Joso Škarica

Essay

Boring Problems

March 2026

One of the best product ideas I've had began with an accountant chasing missing monthly documents.

She had a spreadsheet with client names down the left and document types across the top. Every month, she opened the sheet, searched through her inbox, marked cells green or red, and sent reminder emails to whoever was missing something. She did this for dozens of clients. It took most of a morning.

There was nothing glamorous about the problem. No novelty, no spectacle, no language of disruption. Just a repetitive workflow held together by a spreadsheet, an inbox, and sustained manual attention.

So I built Month-Track. It is a small app where you create clients, define which documents are expected each month, track what has arrived, and send reminders. That is the whole product. The most satisfying feature is a button that marks a month as ready, meaning everything is in and the accountant can finally move on. It is not glamorous. It is useful.

I saw the same pattern much closer to home. I grew up around my father's flower shop, and I watched how much of the business ran on memory, notebooks, supplier messages, and spreadsheets that were always a little behind reality. If someone asked what was in stock, the answer was not always obvious. Sometimes it meant walking to the back room, checking the buckets, counting stems, and trying to work out what had arrived, what had been sold, and what was still good enough to use.

I built BloomOps as one place to track products, suppliers, shipments, and orders. A dashboard that shows what is in stock, what is running low, and what has moved recently. Again, nothing revolutionary. Just a better system than counting flowers by hand.

Both problems sit in the background of small businesses everywhere: repetitive operational tasks done with tools that were never really built for the job. They survive not because they are impossible to solve, but because they are too ordinary to attract attention. They do not look like opportunities. They look like admin.

The people dealing with them rarely frame them as software problems. They adapt instead — keeping things in their heads, building routines around the gaps, sticking notes to a monitor. Most of them are not hunting for a SaaS tool because they do not expect one to fit the work closely enough to help.

The only way I know to find these problems is by watching. Not brainstorming. Not “customer discovery” in the abstract. Watching.

I trained as an anthropologist, and one lesson from that training has stayed with me: people are unreliable narrators of their own behaviour. Ask someone what their biggest problem is and they will usually give you a neat, conscious answer. What they often miss are the smaller frictions that have become so familiar they no longer register.

You only see those if you watch the work happen. The tab-switching, the copy-pasting, the brief pause while someone tries to remember whether they already sent that email. The walk to the back room to check what is really there. That is where the product starts.
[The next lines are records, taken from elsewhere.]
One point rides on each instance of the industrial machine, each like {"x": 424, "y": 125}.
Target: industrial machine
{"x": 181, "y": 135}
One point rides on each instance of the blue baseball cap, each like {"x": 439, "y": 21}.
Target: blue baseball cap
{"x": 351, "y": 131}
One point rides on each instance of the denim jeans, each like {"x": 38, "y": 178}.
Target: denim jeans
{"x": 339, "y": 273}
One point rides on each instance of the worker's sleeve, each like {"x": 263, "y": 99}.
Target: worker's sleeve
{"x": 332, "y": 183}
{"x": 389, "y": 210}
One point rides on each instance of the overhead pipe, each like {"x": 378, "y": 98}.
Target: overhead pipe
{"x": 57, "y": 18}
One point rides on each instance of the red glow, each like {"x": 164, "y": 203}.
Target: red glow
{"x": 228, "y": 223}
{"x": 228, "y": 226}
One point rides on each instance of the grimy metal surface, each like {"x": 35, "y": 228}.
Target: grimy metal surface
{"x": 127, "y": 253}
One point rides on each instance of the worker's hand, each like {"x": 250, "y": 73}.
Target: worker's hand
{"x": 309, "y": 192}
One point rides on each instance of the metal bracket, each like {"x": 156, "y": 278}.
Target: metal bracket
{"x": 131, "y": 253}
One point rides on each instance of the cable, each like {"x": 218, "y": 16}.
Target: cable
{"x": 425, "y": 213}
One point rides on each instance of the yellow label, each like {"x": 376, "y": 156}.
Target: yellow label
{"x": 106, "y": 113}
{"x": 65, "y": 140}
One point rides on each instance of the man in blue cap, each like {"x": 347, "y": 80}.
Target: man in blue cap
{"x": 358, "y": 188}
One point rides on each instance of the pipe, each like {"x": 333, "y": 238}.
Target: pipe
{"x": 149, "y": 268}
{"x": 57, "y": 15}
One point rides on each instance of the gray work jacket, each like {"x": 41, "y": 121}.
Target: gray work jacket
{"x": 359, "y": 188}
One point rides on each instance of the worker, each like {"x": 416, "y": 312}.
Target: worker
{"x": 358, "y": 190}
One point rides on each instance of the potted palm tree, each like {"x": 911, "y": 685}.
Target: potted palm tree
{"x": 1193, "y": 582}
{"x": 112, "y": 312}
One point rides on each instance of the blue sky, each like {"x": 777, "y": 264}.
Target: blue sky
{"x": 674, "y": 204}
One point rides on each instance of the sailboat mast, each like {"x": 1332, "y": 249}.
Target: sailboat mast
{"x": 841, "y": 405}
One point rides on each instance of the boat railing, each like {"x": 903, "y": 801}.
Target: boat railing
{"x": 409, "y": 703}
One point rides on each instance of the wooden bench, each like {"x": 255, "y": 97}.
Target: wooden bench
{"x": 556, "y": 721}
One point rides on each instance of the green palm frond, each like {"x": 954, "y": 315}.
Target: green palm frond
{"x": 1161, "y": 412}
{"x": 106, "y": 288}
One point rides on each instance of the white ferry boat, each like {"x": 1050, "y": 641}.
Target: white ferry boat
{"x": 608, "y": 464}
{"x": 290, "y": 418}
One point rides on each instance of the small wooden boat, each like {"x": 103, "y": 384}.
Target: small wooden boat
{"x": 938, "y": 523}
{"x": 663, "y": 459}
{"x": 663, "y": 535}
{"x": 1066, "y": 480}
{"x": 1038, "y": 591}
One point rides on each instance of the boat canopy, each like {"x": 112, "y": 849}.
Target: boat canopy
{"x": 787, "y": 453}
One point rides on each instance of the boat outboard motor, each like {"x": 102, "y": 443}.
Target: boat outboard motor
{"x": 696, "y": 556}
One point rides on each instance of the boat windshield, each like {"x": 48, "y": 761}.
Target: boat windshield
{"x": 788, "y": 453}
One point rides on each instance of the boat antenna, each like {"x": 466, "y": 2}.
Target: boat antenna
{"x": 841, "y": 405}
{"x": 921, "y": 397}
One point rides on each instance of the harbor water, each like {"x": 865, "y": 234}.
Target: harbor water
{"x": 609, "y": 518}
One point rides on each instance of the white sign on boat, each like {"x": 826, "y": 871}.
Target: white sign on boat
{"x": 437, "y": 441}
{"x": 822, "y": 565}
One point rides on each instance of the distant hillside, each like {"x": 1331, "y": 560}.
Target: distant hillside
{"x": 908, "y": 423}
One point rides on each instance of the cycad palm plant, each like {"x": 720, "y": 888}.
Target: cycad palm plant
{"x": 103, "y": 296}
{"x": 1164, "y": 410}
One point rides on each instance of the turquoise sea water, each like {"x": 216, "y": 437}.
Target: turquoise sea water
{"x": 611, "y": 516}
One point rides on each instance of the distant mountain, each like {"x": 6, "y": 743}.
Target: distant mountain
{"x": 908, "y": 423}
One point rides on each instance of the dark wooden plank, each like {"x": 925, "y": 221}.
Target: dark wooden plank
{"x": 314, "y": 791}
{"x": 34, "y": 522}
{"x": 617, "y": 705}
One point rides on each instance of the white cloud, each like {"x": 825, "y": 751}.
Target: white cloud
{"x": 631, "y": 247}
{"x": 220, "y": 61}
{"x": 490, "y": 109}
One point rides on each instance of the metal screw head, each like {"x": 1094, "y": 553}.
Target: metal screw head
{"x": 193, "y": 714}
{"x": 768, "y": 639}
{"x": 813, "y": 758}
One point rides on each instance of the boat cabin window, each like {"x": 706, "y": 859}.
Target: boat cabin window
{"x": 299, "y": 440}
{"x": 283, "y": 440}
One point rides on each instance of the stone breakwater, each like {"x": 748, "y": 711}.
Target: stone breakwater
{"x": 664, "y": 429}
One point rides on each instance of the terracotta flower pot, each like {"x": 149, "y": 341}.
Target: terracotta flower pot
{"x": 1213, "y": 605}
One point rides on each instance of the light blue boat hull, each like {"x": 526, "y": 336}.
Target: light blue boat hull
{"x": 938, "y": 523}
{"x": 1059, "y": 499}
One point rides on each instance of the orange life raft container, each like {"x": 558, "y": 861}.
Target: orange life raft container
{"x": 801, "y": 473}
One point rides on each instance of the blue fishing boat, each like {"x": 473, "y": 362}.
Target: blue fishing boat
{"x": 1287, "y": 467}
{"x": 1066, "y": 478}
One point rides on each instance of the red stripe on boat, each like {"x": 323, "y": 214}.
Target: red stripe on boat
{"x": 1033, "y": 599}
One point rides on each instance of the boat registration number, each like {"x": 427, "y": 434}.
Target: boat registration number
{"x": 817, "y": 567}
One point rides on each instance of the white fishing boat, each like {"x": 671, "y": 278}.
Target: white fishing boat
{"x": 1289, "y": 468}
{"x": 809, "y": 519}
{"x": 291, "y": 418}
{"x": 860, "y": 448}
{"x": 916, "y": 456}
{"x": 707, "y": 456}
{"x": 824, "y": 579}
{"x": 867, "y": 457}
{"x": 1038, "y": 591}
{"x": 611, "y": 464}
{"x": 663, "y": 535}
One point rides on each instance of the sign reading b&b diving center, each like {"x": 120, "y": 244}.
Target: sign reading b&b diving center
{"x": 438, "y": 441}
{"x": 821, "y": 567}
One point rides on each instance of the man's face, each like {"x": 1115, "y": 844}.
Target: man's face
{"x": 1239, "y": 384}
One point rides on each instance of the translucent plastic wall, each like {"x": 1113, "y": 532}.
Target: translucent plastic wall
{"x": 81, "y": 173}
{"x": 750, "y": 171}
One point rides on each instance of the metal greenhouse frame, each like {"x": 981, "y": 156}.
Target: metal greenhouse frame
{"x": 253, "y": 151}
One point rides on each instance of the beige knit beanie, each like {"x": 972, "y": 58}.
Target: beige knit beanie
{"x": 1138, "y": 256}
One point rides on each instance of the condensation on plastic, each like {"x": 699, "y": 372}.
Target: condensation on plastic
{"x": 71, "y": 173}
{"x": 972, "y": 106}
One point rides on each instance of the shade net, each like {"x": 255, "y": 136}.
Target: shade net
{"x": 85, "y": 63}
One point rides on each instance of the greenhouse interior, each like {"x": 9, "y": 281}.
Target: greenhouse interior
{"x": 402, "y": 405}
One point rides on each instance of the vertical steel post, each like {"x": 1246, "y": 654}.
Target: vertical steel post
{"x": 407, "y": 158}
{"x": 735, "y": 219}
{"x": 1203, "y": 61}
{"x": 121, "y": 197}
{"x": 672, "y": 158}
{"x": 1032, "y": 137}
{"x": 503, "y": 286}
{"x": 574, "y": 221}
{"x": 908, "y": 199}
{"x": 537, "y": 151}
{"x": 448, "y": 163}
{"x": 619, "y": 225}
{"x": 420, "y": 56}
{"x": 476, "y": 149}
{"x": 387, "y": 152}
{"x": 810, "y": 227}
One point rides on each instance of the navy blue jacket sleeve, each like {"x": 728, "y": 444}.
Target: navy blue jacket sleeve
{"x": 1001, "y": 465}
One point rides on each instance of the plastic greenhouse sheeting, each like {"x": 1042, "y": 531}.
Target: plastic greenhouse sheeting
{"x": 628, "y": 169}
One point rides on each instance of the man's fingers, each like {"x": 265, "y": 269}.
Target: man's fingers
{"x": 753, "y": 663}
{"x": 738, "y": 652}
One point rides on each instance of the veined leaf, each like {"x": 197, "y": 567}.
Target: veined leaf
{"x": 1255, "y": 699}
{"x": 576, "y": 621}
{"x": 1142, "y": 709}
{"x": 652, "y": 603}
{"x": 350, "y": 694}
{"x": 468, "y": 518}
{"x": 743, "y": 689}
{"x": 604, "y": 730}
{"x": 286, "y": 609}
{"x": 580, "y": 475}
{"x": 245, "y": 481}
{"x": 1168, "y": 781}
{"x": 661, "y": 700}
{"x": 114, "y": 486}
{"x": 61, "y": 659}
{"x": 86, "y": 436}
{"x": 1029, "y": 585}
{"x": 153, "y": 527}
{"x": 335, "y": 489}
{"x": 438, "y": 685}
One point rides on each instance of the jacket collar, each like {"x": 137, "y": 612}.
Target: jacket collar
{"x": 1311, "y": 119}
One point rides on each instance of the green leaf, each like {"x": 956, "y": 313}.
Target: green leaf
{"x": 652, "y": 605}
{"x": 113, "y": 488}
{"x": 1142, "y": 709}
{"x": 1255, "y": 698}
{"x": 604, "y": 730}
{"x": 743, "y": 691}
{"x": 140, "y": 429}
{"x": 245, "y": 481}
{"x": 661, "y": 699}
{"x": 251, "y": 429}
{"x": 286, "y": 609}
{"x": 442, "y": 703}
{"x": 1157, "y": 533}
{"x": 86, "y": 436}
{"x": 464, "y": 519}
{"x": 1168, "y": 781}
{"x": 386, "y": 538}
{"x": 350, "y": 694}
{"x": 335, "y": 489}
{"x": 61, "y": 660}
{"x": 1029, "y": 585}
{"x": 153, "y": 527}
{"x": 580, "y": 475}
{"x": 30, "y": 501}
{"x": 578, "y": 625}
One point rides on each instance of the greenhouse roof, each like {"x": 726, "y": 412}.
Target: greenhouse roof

This is also why generic tools rarely solve these workflows properly. Yes, you can use Notion, Airtable, Trello, or Google Sheets for almost anything. But that still leaves the user to build and maintain the system. Most people do not want a toolkit. They want a tool that already understands the shape of the task. That specificity is exactly what makes the tool useful.

I suspect there are thousands of problems like this. Every trade, every office, every small business seems to have some spreadsheet quietly holding the whole thing together. A dental clinic tracking follow-ups by hand. A construction company managing deliveries on paper. A school running attendance through Google Sheets.

Those problems look small from the outside. That is part of what makes them good.

If someone is running a recurring workflow in a spreadsheet, three things are probably true: the workflow is real, the pain is real, and nobody has built the right tool yet.

I am not arguing that boring problems are better than interesting ones — only that they are overlooked, and overlooked problems make good products for anyone willing to pay close attention.

That attention is the difficult part. Not the code. Not the design. The difficult part is sitting with someone long enough to notice the friction they themselves have stopped seeing.

The software comes later.

First, you have to learn how to look.